In this new study, Ozdemirhan Serçin – IRIBHM, ULB Cancer Research Center, U-CRC – and colleagues used state of the art genetic mouse models to induce aneuploidy by the overexpression of the master regulator of centrosome biogenesis PLK4. They found that transient overexpression of PLK4 during embryonic development induces skin cancer formation when occurred in p53 deficient epidermis. “It was really surprizing to realize that only a few erroneous divisions during embryonic development caused by centrosome number manipulation was sufficient to induce skin cancers much latter during adult life”, comments Ozdemirhan Serçin, the first author of the paper.

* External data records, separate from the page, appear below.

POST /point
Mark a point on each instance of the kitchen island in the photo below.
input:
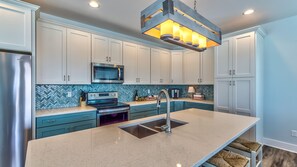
(206, 133)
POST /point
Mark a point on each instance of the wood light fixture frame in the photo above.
(163, 10)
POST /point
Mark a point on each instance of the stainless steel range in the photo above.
(109, 110)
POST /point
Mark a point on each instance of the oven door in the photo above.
(106, 73)
(107, 118)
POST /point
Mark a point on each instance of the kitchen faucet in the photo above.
(167, 127)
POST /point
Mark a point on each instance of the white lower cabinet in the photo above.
(160, 66)
(63, 55)
(136, 60)
(177, 67)
(106, 50)
(16, 27)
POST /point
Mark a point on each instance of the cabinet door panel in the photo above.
(144, 64)
(100, 50)
(51, 54)
(207, 67)
(155, 66)
(130, 62)
(223, 95)
(115, 51)
(243, 95)
(191, 67)
(78, 57)
(223, 60)
(177, 67)
(165, 67)
(15, 29)
(244, 55)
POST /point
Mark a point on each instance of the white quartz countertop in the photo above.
(206, 133)
(51, 112)
(137, 103)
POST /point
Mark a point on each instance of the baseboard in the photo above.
(281, 145)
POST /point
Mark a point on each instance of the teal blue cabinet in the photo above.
(65, 123)
(64, 128)
(179, 105)
(202, 106)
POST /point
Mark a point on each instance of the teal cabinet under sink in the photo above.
(66, 123)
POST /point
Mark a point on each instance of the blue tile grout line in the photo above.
(55, 96)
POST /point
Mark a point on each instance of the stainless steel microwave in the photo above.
(107, 73)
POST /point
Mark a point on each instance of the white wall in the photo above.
(280, 81)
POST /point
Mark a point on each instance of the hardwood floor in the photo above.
(273, 157)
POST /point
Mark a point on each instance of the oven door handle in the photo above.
(113, 111)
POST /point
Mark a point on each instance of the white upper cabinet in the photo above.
(130, 62)
(160, 66)
(244, 55)
(100, 50)
(15, 29)
(106, 50)
(78, 57)
(207, 67)
(51, 54)
(177, 67)
(144, 64)
(191, 67)
(223, 95)
(236, 57)
(223, 60)
(165, 67)
(115, 51)
(136, 60)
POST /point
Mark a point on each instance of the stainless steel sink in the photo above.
(144, 129)
(139, 131)
(157, 124)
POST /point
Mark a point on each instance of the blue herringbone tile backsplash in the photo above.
(55, 96)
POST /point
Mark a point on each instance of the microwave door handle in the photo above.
(119, 71)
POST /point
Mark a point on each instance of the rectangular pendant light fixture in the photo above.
(177, 23)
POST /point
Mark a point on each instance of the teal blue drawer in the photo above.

By manipulating centrosome number, Ozdemirhan Serçin and colleagues found that PLK4 overexpression in normal cells induce cell death due to the inability of segregating properly the chromosomes during division in cells with multiple centrosomes. However, PLK4 overexpression in the absence of p53 allows some cells with gain and loss of chromosomes to survive during the postnatal development and induces skin tumor development later in life. “These new findings allow to provide an answer to this 100 year-old question and demonstrate that aneuploidy can be the cause of cancer development only when cells lacked the tumor suppressor p53. The early appearance of p53 mutations in sunburn lesions suggest that aneuploidy may contribute to skin cancer development in humans” comments Cédric Blanpain, the senior and corresponding author of the Nature Cell Biology paper.
In conclusion, this new study demonstrates the role of aneuploidy in tumorigenesis, which has important implications for the understanding of the mechanisms ensuring genome integrity during cell division and the consequences of their deregulation during tumor formation.